Sadiq Khan's candidacy challenged UK media

BY NUPUR BASU| IN Media Practice | 18/05/2016
The British media’s coverage of the new Mayor of London’s campaign was marked by strong biases.
From NUPUR BASU in London

A spoof front page, mocking the London Evening Standard coverage of Sadiq Khan's election. 

Ten days ago London elected its first Muslim mayor in a  contest  that was part of  countrywide local elections.  In the media it became a story that riveted the rest of the world as well, particularly the United States where Islamophobia is being stoked by a leading presidential candidate.

The election was a contest between Conservative MP, Zac Goldsmith and Labour MP, Sadiq Khan. The David vs Goliath battle (Zac Goldsmith, a billionaire and brother of Jemima Khan and Sadiq Khan, a Pakistani immigrant bus driver’s son who grew up in a council flat) had all the elements of high drama written. Khan’s emphatic victory (more than 1.3 million people voted for him) became a toast for multicultural Britain last week.

The Daily Mirror called it the biggest personal mandate in the history of British politics. More importantly, it once again demonstrated that the majority of citizens have little appetite for vengeful and gutter politics or a biased media.

But it was one of the most divisive campaigns in recent times in the UK. The media, both print and television, played an active role in fanning accusations of supporting and sharing platforms with Muslim extremists, depending on which side of the political spectrum they were on.

The free evening newspaper London Evening Standard  had run a campaign which bordered on the bizarre: a series of articles attempting to link Khan with Muslim extremists, despite the his long record of condemning fundamentalism.

One article said his ex brother-in-law was once associated with a radical Muslim group 20 years ago. Another headline said  ‘Sadiq Khan ‘can’t recall if he shared other platforms with extremists’.  There were other insinuating stories as well.

But after Khan reclaimed City Hall from the Conservatives after eight years, Sam Leith wrote in the same paper, in a column titled ‘Çommon sense triumphed over divide and rule’, “There is no better rebuke to the insinuation that every brown person with an interest in the Koran is two handshakes away from a suicide bomber.”

In the British press, the mayoral  contest also accentuated an ideological divide.
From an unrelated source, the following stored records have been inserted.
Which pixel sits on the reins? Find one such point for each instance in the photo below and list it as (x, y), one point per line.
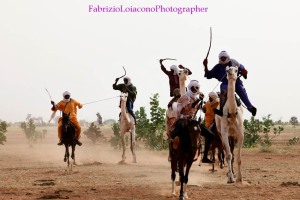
(101, 100)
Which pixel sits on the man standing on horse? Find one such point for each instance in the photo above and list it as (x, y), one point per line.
(68, 106)
(173, 75)
(129, 88)
(207, 130)
(219, 72)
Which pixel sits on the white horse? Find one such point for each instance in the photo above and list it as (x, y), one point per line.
(127, 124)
(171, 115)
(231, 124)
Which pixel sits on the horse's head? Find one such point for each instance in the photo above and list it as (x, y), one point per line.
(124, 96)
(183, 74)
(65, 121)
(194, 132)
(232, 72)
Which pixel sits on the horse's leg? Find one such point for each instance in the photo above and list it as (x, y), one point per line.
(231, 144)
(182, 179)
(73, 153)
(132, 145)
(66, 153)
(239, 157)
(221, 155)
(123, 146)
(173, 172)
(230, 178)
(67, 157)
(186, 177)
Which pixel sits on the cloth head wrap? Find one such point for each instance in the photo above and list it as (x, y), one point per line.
(224, 54)
(129, 80)
(175, 69)
(195, 84)
(65, 94)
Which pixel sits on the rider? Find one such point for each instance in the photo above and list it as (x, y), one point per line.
(129, 88)
(173, 75)
(68, 105)
(209, 108)
(219, 72)
(187, 106)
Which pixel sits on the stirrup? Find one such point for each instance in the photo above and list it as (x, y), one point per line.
(206, 160)
(78, 143)
(218, 112)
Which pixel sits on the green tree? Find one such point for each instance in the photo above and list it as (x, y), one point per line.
(3, 130)
(115, 141)
(142, 127)
(267, 125)
(294, 121)
(251, 132)
(155, 135)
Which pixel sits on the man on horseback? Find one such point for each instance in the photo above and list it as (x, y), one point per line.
(129, 88)
(209, 108)
(173, 75)
(187, 106)
(219, 72)
(68, 106)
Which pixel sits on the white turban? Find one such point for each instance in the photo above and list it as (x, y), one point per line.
(129, 80)
(175, 69)
(214, 96)
(193, 83)
(66, 93)
(224, 54)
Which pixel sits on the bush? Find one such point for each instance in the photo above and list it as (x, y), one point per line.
(3, 130)
(116, 140)
(31, 134)
(251, 132)
(93, 133)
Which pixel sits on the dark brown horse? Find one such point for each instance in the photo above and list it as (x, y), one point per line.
(68, 139)
(185, 154)
(217, 144)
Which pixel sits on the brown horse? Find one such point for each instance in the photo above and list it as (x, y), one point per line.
(185, 154)
(217, 144)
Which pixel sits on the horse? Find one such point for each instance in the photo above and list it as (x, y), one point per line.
(185, 155)
(126, 123)
(230, 125)
(68, 139)
(217, 143)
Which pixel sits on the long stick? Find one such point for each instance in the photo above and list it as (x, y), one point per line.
(169, 59)
(209, 43)
(124, 74)
(101, 100)
(48, 94)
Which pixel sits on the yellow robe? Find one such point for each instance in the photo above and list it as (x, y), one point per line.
(210, 114)
(69, 107)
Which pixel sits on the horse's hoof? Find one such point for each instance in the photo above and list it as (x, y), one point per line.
(121, 162)
(231, 180)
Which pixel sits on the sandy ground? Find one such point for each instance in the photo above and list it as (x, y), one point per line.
(40, 173)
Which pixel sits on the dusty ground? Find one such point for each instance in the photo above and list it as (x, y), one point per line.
(40, 173)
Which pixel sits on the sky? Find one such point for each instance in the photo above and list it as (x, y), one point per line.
(60, 45)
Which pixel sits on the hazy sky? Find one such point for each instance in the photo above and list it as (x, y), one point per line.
(60, 45)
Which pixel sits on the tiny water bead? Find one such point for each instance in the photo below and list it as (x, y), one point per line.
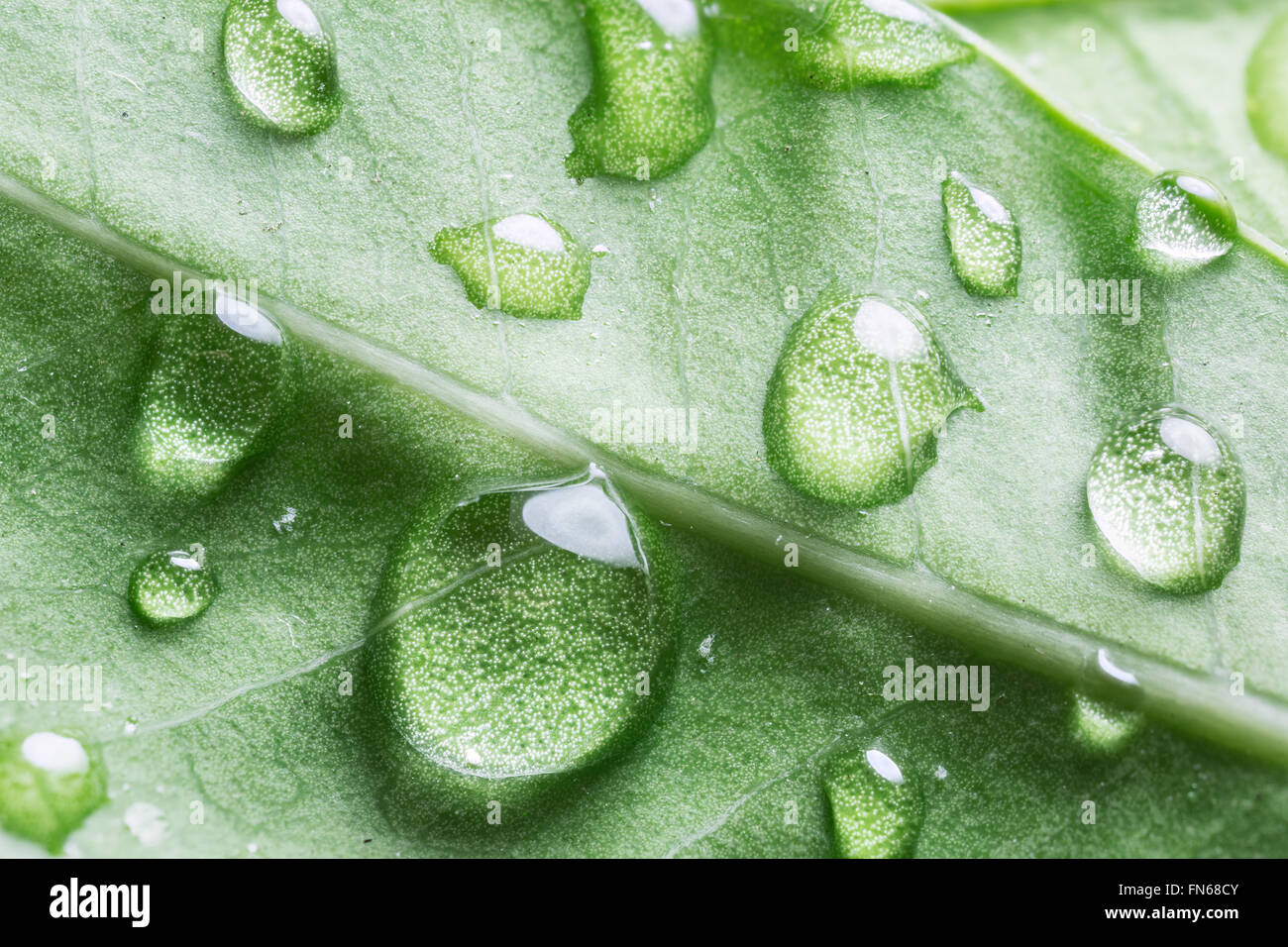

As a Labour politician, Khan’s election became to some extent inextricably linked with the performance of Labour in the countrywide elections and with the party’s wider politics.

For instance, one of the allegations in the run up to the mayoral campaign was that Sadiq Khan, if elected, would turn London into Labour leader Jeremy Corbyn’s laboratory for his social welfare policies. Crudely put, the Conservative opponent’s argument was that, if you elect Sadiq Khan, London will be overrun by Muslim extremists and the poor who live on benefits.  The conservative press for its part amplified some of these charges.

Khan used the pages of the Observer to accuse David Cameron and Zac Goldsmith of trying to turn different ethnic groups against each other to stop him winning. The headline read : “Khan accuses PM of using “Trump playbook” tactics.

The Observer also carried a cartoon depicting the defeated Zac Goldsmith sitting in a gutter saying: “I don’t understand, Lynton Crosby (a political strategist) swore that my campaign of dog whistle racism and smear by association would work.” A sewer rat replies to him : “Cheer up, Boris will be joining you after the EU referendum”.

This has been an election in which even the BBC’s political editor has been accused of anti-Labour bias – a controversy that gained ground from January this year, first by Corbyn’s supporters and then by a social media organisation, 38 Degrees, which hosted an online petition which it later withdrew.

Ten days later, the post mortem on the biases is still continuing. On Monday night (May 16)  on the extremely popular satirical TV show – “We have got news for you” - the xenophobic campaign against Sadiq Khan was the centrepiece of ridicule by well known personalities like Ian Hislop and others prominent panelists. And this is likely to retain media interest in the coming days and weeks too.

Finally, as Homa Khaleeli  writes in the Guardian: “A Muslim mayor of London may not end the Islamophobia in British politics any more than Obama’s win cured racism in the US,  [but] it offers a moment, at least, of hope.”

Khan has four years to deliver the promises he has made to Londoners on affordable housing, transportation and clean air. He has already positioned himself as a ‘can do’ leader in a hurry to deliver. There is nothing he wants more than a successful stint as mayor and for the Labour party to wrest power from the Tories in the next general election.

The political editor of the Observer, Toby Helm summed it the significance of Khan’s achievement by saying - “If we ever get a Prime Minister of colour, it will be thanks to Sadiq”.